SEO and PPC are more powerful when used in conjunction. You can use market research and performance metrics gained from one hand to strengthen the other. The results and feedback you get from either marketing strategy help to refine both approaches. Here’s how they work together:

  • More campaigns give you more data
  • Keyword research metrics from individual campaigns help to optimize the overall search marketing strategy
  • A piece of SEO content that is ranking highly could indicate a growing interest in a new topic, which you could complement with a PPC ad campaign to increase visibility
  • A PPC campaign that is driving high conversion rates can help you refine your SEO content to use that compelling messaging
  • Greater oversight allows you to see your campaign’s strengths and weaknesses, such as opportunities to double-down on a keyword or points where competitors are ahead
  • You can claim more real estate on the SERP, increasing conversions and leads
  • The combined strategies enhance your brand reputation and increase exposure

If you run both PPC and SEO in conjunction, then the two coordinated approaches give you an advantage on both sides.

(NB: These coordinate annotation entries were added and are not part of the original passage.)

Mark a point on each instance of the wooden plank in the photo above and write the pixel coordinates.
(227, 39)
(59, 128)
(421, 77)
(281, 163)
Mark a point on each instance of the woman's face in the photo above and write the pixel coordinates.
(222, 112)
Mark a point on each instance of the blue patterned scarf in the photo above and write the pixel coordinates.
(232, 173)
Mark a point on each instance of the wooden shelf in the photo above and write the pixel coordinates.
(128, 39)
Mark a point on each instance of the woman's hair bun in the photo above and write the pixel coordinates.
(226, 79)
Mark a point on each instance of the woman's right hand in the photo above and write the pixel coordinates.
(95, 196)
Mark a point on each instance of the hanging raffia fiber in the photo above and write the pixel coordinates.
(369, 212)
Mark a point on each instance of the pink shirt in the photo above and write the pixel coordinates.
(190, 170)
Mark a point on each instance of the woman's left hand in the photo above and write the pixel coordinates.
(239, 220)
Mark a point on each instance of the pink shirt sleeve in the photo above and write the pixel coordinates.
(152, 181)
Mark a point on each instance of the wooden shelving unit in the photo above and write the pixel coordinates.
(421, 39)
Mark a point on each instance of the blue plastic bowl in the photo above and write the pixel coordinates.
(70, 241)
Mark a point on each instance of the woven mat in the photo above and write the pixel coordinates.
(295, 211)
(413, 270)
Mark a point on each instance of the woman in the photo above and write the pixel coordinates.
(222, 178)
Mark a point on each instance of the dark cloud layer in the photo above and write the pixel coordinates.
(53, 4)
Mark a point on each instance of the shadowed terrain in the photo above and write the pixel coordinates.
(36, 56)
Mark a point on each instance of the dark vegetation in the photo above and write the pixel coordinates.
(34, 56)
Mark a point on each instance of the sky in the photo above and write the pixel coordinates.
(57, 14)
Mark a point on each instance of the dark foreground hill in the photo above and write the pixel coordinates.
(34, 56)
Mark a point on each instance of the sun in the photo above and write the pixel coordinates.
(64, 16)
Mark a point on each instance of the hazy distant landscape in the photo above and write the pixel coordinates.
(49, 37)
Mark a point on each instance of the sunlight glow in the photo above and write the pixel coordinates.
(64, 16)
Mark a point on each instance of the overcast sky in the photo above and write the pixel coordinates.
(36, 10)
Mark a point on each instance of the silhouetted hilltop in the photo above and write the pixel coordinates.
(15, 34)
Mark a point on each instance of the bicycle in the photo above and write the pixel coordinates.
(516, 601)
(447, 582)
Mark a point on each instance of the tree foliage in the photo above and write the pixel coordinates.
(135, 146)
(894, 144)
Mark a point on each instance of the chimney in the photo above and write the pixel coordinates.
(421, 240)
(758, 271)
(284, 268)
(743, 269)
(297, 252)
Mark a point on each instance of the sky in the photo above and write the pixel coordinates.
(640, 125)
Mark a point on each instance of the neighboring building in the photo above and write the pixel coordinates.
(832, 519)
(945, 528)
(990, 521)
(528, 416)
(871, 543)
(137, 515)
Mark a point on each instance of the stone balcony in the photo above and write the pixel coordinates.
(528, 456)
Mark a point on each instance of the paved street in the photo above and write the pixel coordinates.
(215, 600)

It’s like playing poker where you get to see two hands at the table instead of one. Meanwhile, a strong SEO campaign combined with a steady PPC presence gives you a double shot of brand exposure to your audience. Users figure “well they’re on top all the time, they must be the best.”

In higher ed, you are selling success. What looks better on your resume: a famous, well-known school or an obscure institution nobody’s heard of? Students are motivated to attend school in the first place to build a successful life. So your very appearance of a thriving status within the education industry enhances your reputation with students, provided your marketing isn’t cranked up to late-night TV infomercial levels.